Ideally, the Republican Party will once again reflect “the optimism, the civility, the patriotism, the belief in a country and that we could prevail in any circumstance” of Ronald Reagan, said Curtis, who has recently gone “down a rabbit hole” of listening to Reagan’s speeches as president.
However, the GOP has strayed from those ideals, according to Gleich. Republicans’ refusal to back a bipartisan border security bill earlier this year was an instance of politics taking precedence over the public good, Gleich said. “People don’t want weaponization or political games. They want action and they want solutions, and they want people who will get it done,” Gleich said.
Gleich believes that when regular Americans look past partisan labels they are able to see “there’s a lot that we have in common, and there’s a lot of things that do make America really a wonderful place to live.”

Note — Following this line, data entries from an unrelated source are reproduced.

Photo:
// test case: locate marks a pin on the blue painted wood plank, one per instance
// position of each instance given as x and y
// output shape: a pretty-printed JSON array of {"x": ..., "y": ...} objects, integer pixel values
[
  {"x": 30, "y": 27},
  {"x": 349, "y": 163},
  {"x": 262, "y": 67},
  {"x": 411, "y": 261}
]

Like Gleich, Curtis rejects claims that America is destined for decline — despite conflicts sparking up around the globe, and crushing debt and cultural polarization at home. As he took a rest at the end of his hike, Curtis said his trips to over 30 countries around the world have taught him something about American exceptionalism.
“I’ve never been anywhere in the world where on our worst day, everybody didn’t want to be us,” Curtis said.
Yes, social media and cable news punish bipartisan problem solving. Yes, Americans are struggling to talk to each other in an age of internet isolation. But no, this has not compromised the country’s unique “self-healing” character. With the mid-day sun shining brightly down on Brighton’s epic arena of autumn colors, Curtis couldn’t help but arrive at a hopeful conclusion.
“The DNA of our people, the Constitution, all of those fundamental things, mean that everybody will still look to the United States for leadership,” Curtis said. “We have fabulous days ahead of us.”